Grâce aux renseignements recueillis avec tant de soin par M. le commissaire de la marine, nous avons pu calculer les parts, d'une façon assez équitable, en tenant compte des sommes déjà données par M. de Courcy et en tenant compte surtout de la quantité d'enfants dans chaque famille (y compris les bébés attendus, qui étaient nombreux).

J'ai cru devoir secourir aussi les parents âgés, qui avaient perdu leur soutien dans la personne d'un fils.

*
* *

Sur l'état que nous avions préparé, celles qui savaient un peu écrire émargeaient en face de leur nom. Pour les autres qui ne savaient pas (les plus nombreuses), les maires présents signaient comme témoins.

*
* *

A Pors-Even et à Ploubazlanec, où je suis allé le soir, après la distribution terminée, pour voir des amis pêcheurs qui habitent par là-bas, j'ai reçu bien des poignées de main, des remerciements, des bénédictions. Je voudrais pouvoir envoyer aux souscripteurs un peu de tout cela, qui était si franc, si rude et si bon.

*
* *

Le lendemain mardi, je repartais tranquillement de ce pays, dans le coupé de la diligence de Saint-Brieuc, pensant que c'était fini.
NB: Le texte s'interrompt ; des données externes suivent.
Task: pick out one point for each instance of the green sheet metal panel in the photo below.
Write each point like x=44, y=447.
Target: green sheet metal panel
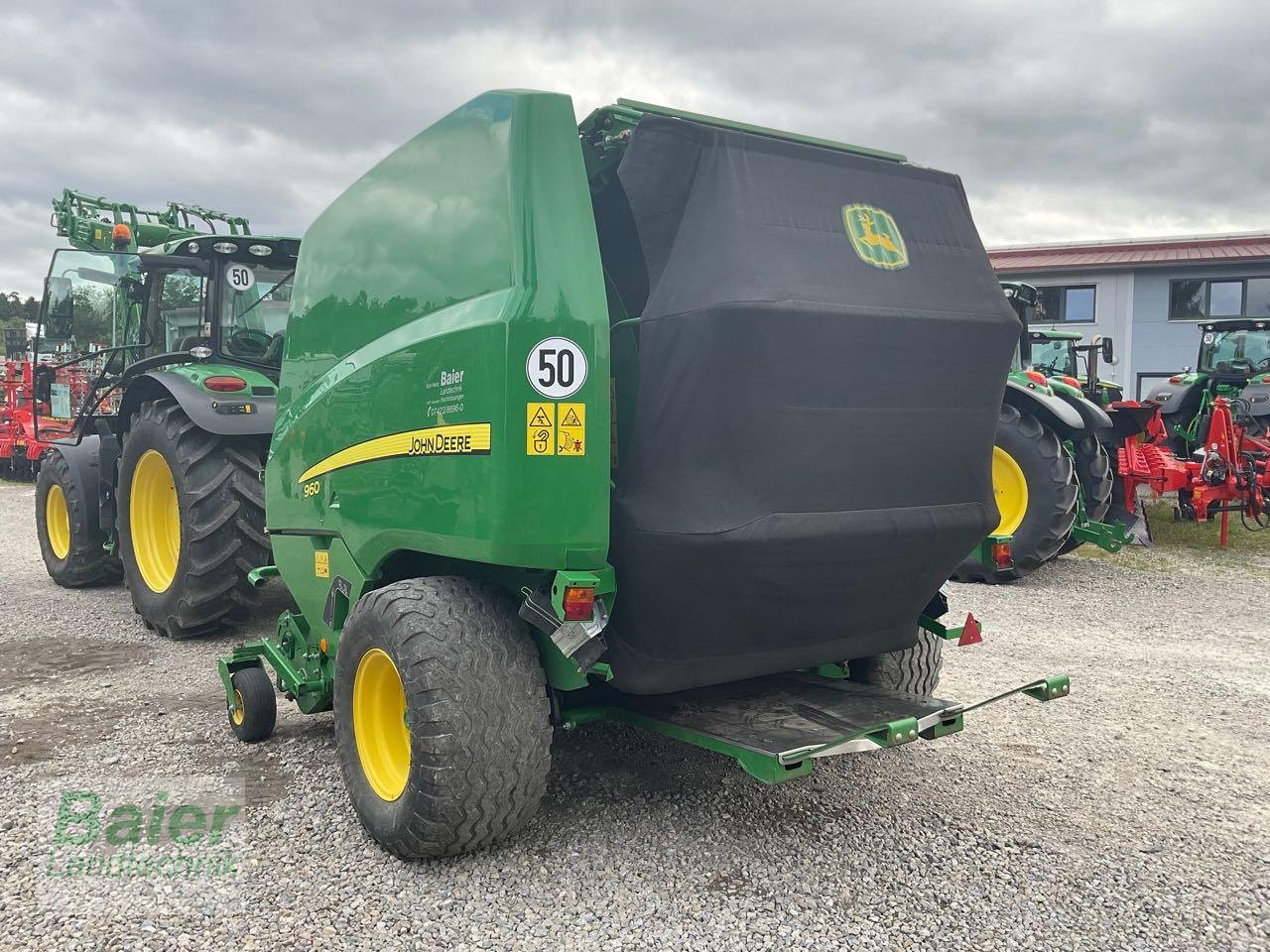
x=404, y=402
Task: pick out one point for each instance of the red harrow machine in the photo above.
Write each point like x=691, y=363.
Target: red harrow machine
x=1205, y=434
x=30, y=417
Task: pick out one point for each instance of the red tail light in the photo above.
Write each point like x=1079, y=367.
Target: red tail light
x=225, y=385
x=970, y=633
x=1002, y=555
x=578, y=603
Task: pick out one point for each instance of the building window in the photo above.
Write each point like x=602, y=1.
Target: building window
x=1065, y=304
x=1223, y=298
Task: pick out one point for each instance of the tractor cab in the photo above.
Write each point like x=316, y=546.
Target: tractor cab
x=1053, y=353
x=1233, y=363
x=1234, y=352
x=159, y=340
x=1060, y=353
x=189, y=308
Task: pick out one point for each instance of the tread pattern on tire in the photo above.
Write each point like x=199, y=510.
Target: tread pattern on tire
x=223, y=537
x=259, y=705
x=913, y=670
x=86, y=562
x=1096, y=479
x=476, y=697
x=1042, y=534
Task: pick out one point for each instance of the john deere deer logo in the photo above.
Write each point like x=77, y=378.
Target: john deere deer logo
x=875, y=236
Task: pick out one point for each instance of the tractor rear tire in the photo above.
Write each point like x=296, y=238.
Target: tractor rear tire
x=1096, y=479
x=443, y=716
x=190, y=522
x=73, y=555
x=913, y=670
x=1048, y=509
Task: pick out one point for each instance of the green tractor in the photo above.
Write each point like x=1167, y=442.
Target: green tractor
x=1060, y=353
x=581, y=422
x=1052, y=475
x=164, y=338
x=1233, y=362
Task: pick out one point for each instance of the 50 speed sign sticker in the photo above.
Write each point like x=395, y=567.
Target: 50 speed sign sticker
x=239, y=277
x=557, y=368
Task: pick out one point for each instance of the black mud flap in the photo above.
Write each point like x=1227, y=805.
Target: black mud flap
x=776, y=728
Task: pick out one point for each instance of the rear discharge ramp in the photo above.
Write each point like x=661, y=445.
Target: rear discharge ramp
x=776, y=728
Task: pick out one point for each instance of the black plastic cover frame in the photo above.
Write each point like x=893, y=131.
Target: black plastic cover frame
x=811, y=452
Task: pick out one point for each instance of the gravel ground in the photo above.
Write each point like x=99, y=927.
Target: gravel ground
x=1133, y=815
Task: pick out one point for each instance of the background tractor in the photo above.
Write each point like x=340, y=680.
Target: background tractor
x=164, y=341
x=572, y=447
x=1233, y=363
x=1206, y=433
x=1052, y=476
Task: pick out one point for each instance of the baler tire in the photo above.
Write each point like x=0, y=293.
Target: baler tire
x=1051, y=512
x=474, y=697
x=255, y=712
x=86, y=562
x=912, y=670
x=1096, y=477
x=221, y=516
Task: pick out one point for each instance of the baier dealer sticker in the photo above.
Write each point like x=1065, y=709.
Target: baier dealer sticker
x=557, y=368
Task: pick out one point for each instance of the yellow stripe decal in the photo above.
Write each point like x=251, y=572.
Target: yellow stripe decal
x=456, y=439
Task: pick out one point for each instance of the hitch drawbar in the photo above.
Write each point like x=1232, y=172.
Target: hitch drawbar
x=776, y=728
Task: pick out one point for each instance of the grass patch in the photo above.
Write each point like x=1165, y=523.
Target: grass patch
x=1191, y=546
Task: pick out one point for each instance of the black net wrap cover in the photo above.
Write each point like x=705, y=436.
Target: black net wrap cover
x=811, y=454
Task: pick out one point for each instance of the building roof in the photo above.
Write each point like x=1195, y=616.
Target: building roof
x=1134, y=253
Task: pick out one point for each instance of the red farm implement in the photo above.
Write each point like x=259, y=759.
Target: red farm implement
x=1225, y=472
x=23, y=436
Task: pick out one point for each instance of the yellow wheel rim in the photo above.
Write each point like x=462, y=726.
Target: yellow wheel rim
x=154, y=520
x=379, y=724
x=1011, y=490
x=58, y=522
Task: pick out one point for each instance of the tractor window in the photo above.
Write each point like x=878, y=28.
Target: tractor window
x=87, y=301
x=1053, y=358
x=176, y=320
x=254, y=304
x=1234, y=350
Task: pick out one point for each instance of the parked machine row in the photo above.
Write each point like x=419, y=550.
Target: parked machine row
x=559, y=422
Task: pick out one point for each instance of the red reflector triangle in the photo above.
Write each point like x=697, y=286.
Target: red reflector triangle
x=970, y=634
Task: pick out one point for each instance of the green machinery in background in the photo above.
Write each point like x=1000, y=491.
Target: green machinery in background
x=160, y=334
x=461, y=494
x=1233, y=362
x=1053, y=477
x=1061, y=353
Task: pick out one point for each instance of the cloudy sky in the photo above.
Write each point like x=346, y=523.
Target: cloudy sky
x=1067, y=121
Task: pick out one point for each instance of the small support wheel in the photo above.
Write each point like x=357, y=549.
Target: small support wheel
x=255, y=708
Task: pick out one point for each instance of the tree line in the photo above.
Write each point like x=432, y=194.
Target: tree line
x=16, y=308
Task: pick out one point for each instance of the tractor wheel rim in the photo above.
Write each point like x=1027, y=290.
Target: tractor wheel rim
x=154, y=518
x=58, y=522
x=1010, y=486
x=379, y=725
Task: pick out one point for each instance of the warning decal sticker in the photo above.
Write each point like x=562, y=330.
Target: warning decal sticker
x=540, y=429
x=572, y=429
x=454, y=439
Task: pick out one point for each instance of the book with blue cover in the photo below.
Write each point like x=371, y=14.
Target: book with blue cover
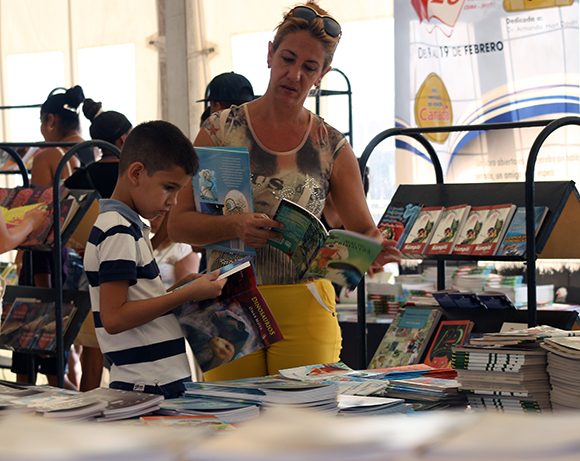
x=514, y=241
x=222, y=186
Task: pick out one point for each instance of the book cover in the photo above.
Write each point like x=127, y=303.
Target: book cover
x=446, y=233
x=231, y=326
x=493, y=229
x=406, y=339
x=449, y=334
x=470, y=230
x=397, y=221
x=339, y=255
x=514, y=241
x=422, y=231
x=30, y=325
x=222, y=186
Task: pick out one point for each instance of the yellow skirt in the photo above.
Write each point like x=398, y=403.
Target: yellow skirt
x=306, y=314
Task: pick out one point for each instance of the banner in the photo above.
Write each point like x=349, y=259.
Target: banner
x=466, y=62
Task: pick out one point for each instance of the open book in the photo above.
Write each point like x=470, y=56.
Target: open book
x=222, y=187
x=339, y=255
x=236, y=323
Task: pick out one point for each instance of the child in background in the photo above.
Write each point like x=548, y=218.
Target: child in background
x=135, y=327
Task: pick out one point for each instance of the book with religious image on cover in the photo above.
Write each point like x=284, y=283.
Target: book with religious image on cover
x=339, y=255
x=222, y=186
x=230, y=326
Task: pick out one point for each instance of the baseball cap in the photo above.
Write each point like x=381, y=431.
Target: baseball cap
x=229, y=87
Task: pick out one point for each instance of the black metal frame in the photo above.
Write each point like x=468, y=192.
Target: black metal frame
x=57, y=246
x=417, y=134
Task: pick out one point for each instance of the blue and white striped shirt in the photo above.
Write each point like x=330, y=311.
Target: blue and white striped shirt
x=119, y=249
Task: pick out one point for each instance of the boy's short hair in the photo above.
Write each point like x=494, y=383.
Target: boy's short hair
x=159, y=145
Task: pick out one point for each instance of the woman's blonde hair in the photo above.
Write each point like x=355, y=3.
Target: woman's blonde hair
x=316, y=28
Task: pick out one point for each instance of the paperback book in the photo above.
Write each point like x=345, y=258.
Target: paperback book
x=422, y=231
x=397, y=221
x=447, y=231
x=16, y=202
x=338, y=255
x=470, y=230
x=222, y=186
x=407, y=338
x=493, y=229
x=29, y=325
x=514, y=241
x=231, y=326
x=450, y=333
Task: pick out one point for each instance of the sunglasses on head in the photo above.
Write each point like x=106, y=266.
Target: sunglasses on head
x=331, y=25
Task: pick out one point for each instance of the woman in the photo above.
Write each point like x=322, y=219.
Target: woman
x=110, y=126
x=296, y=155
x=113, y=127
x=59, y=122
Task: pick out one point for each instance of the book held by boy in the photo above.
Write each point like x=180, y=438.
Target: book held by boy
x=231, y=326
x=339, y=255
x=222, y=186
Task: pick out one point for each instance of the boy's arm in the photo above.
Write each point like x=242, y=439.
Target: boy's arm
x=118, y=314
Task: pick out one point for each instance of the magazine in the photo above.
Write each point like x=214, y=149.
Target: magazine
x=339, y=255
x=235, y=324
x=222, y=187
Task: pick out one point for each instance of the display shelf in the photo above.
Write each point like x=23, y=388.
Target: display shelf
x=557, y=237
x=57, y=292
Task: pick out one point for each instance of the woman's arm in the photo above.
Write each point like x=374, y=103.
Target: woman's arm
x=349, y=199
x=189, y=226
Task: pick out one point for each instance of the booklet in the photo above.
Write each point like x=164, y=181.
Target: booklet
x=231, y=326
x=339, y=255
x=222, y=187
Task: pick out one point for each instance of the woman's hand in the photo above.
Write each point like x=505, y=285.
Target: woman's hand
x=255, y=229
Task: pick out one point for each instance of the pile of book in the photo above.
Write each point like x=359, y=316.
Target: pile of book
x=102, y=404
x=564, y=370
x=461, y=229
x=505, y=371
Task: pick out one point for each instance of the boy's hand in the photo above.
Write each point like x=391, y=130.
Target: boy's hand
x=255, y=229
x=207, y=286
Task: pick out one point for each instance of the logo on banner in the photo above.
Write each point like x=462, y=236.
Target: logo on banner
x=433, y=107
x=445, y=11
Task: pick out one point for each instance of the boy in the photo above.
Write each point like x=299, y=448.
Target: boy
x=135, y=327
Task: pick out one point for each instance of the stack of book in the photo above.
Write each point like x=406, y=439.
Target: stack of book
x=268, y=391
x=462, y=229
x=564, y=369
x=426, y=393
x=505, y=371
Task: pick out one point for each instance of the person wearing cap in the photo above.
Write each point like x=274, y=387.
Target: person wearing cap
x=225, y=90
x=294, y=154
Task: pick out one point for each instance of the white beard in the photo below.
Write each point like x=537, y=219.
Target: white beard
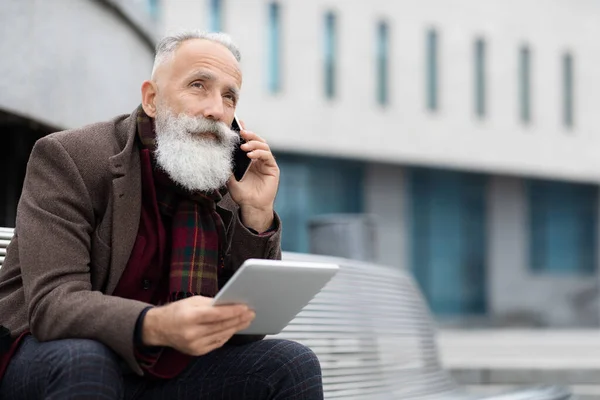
x=194, y=161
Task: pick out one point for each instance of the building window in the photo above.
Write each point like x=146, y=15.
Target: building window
x=274, y=72
x=432, y=70
x=563, y=220
x=568, y=90
x=447, y=228
x=382, y=63
x=525, y=84
x=330, y=55
x=480, y=78
x=215, y=23
x=313, y=186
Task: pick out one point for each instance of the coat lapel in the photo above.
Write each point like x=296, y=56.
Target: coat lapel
x=127, y=199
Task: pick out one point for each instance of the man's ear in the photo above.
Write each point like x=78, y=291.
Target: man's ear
x=149, y=91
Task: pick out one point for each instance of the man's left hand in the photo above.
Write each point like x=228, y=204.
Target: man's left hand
x=255, y=193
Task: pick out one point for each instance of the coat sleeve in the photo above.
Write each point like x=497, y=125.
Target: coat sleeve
x=245, y=244
x=55, y=221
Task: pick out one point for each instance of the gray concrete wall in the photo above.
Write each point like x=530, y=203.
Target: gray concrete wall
x=301, y=119
x=70, y=62
x=513, y=288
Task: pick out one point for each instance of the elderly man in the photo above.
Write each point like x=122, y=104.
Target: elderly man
x=126, y=228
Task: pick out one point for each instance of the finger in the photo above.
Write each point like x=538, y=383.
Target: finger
x=220, y=313
x=219, y=338
x=223, y=326
x=255, y=145
x=263, y=155
x=249, y=135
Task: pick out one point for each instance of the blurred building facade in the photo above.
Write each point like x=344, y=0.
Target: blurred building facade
x=65, y=63
x=468, y=130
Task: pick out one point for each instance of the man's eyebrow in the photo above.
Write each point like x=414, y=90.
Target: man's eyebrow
x=233, y=90
x=203, y=76
x=207, y=76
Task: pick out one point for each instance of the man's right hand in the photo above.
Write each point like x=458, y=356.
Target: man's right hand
x=193, y=326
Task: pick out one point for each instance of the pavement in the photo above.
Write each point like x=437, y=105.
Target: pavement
x=488, y=360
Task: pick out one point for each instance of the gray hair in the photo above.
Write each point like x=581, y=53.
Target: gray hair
x=166, y=47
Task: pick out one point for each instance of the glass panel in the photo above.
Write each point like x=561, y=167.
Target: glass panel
x=382, y=63
x=274, y=48
x=568, y=90
x=563, y=221
x=525, y=84
x=480, y=83
x=330, y=55
x=432, y=70
x=312, y=186
x=215, y=15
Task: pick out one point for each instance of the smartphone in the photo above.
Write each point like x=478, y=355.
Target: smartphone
x=241, y=162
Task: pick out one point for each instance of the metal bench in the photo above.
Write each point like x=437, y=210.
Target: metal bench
x=375, y=337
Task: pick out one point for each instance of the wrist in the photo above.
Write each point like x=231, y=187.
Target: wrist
x=151, y=328
x=257, y=219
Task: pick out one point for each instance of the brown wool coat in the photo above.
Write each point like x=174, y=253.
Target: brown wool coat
x=77, y=221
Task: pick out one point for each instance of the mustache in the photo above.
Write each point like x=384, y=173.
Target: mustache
x=199, y=125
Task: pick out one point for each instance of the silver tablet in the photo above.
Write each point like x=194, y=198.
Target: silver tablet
x=276, y=290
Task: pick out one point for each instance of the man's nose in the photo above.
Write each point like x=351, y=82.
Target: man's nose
x=213, y=109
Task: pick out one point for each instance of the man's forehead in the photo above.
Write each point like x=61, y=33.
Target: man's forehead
x=195, y=54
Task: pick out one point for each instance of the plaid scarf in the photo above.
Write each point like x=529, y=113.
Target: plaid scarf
x=197, y=231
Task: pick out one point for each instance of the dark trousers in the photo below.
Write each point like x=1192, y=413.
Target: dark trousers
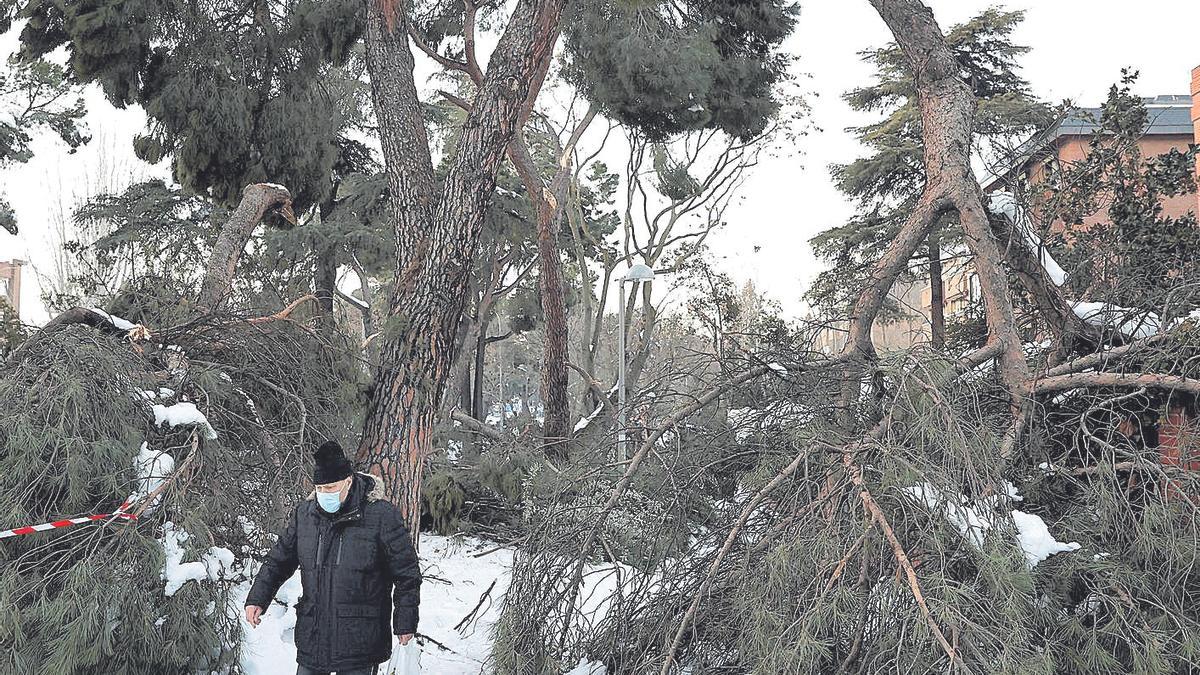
x=306, y=670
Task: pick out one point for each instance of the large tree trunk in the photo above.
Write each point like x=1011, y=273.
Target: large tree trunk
x=256, y=201
x=550, y=203
x=437, y=236
x=947, y=111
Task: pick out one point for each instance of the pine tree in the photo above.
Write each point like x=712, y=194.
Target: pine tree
x=36, y=95
x=886, y=183
x=1137, y=256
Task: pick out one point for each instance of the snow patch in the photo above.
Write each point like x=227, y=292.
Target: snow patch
x=588, y=668
x=1006, y=204
x=153, y=469
x=114, y=320
x=216, y=563
x=1036, y=539
x=975, y=520
x=183, y=413
x=586, y=420
x=1134, y=323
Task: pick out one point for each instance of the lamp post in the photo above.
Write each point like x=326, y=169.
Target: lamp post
x=636, y=274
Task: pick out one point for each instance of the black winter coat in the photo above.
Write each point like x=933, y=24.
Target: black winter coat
x=349, y=563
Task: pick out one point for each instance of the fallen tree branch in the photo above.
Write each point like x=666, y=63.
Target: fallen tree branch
x=1084, y=380
x=286, y=311
x=475, y=425
x=881, y=520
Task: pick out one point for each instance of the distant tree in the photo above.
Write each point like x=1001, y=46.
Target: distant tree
x=235, y=94
x=1137, y=256
x=887, y=183
x=35, y=95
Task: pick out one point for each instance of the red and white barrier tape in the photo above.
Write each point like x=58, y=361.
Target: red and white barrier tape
x=30, y=529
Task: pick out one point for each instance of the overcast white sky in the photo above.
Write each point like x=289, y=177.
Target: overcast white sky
x=1079, y=48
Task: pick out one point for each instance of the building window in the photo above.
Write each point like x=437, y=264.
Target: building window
x=975, y=291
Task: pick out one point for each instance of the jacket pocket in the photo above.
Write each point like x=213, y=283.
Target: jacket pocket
x=305, y=634
x=360, y=631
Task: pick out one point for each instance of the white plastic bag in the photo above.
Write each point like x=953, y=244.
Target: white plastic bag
x=405, y=659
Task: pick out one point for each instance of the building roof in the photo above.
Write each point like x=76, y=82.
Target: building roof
x=1170, y=114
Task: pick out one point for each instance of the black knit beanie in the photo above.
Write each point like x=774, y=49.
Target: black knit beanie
x=331, y=464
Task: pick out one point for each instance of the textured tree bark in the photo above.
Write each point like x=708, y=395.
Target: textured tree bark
x=256, y=201
x=436, y=234
x=947, y=109
x=549, y=202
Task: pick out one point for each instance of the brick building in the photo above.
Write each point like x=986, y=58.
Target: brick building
x=10, y=282
x=1174, y=123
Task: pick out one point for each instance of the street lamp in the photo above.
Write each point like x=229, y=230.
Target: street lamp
x=636, y=274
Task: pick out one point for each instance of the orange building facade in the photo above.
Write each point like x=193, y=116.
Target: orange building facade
x=1174, y=124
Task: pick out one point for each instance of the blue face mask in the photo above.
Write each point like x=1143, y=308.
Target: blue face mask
x=330, y=501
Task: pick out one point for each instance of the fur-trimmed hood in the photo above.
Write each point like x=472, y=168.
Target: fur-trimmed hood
x=376, y=493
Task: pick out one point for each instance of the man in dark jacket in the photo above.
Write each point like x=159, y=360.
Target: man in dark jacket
x=355, y=561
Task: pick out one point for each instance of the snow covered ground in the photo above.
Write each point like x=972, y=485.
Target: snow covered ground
x=457, y=572
x=454, y=581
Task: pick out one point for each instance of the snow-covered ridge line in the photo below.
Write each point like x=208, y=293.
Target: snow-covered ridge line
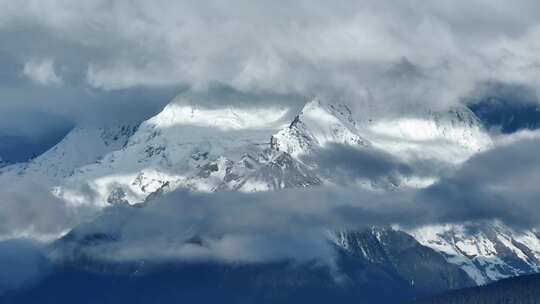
x=248, y=149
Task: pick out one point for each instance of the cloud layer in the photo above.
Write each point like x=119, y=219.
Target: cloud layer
x=370, y=52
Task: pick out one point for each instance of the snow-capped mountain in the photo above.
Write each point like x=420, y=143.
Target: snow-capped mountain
x=82, y=146
x=259, y=149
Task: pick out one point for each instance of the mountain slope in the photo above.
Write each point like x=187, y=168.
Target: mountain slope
x=519, y=290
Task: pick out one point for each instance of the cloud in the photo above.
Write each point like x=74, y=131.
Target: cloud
x=23, y=262
x=42, y=72
x=497, y=185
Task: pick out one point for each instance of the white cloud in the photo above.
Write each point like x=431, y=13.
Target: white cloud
x=42, y=72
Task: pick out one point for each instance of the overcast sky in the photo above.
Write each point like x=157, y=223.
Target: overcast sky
x=65, y=63
x=69, y=62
Vers deux heures, nous devions traverser Plouëzec—la commune la plus frappée—celle des marins de la Petite-Jeanne.

D'abord, je regardai de loin ce village, ses maisons de granit, ses arbres, sa chapelle et sa flèche grise,—songeant à tout ce qu'il y avait eu là de deuil et de misère.

En approchant davantage, je m'étonnai de voir beaucoup de monde stationnant sur la route: des rassemblements comme pour une foire, mais c'étaient des gens silencieux qui ne bougeaient pas; des femmes surtout et des enfants.

—Je pense que c'est pour vous... Ils vous attendent, me dit un ami Islandais, qui voyageait à côté de moi dans cette voiture.

C'était pour moi en effet; je le compris bientôt. On avait su l'heure à laquelle je passerais et on voulait me voir.

Quand le courrier se fut arrêté devant le bureau de la poste, le maire s'avança, élevant à deux mains une petite fille de six à sept ans qui avait affaire à moi,—une très belle petite fille avec de grands yeux noirs et des cheveux qui semblaient être en soie jaune paille. Elle avait à m'offrir un beau bouquet et à me dire ce compliment (dans lequel elle s'embrouilla un peu, ce qui la fit pleurer): «Je vous remercie, parce que vous avez empêché les petits enfants de Plouëzec d'avoir faim.»

Ils étaient tous alignés des deux côtés de la route, ces «petits enfants de Plouëzec»; et au premier rang après eux, je reconnaissais les veuves d'hier, qui avaient les yeux pleins de larmes en me regardant. Derrière elles, à peu près tout le monde du village et quelques étrangers aussi,—baigneurs, sans doute, ou touristes.

Ce n'était pas une foule bruyante, une ovation avec des cris; c'était beaucoup mieux et plus que cela; c'étaient quelques groupes, composés surtout de pauvres gens, émus, recueillis, immobiles, qui me regardaient sans rien dire.

Le courrier se remit en marche et je saluai de la tête tout le long de la rue, en m'efforçant de conserver ma figure ordinaire,—car un homme est très ridicule quand il pleure...

*
* *

J'ai déjà remercié, au nom de ces veuves et de ces orphelins, les souscripteurs qui ont répondu à mon appel. J'ai à les remercier aussi pour moi-même, à cause de ce moment d'émotion très douce que je leur dois.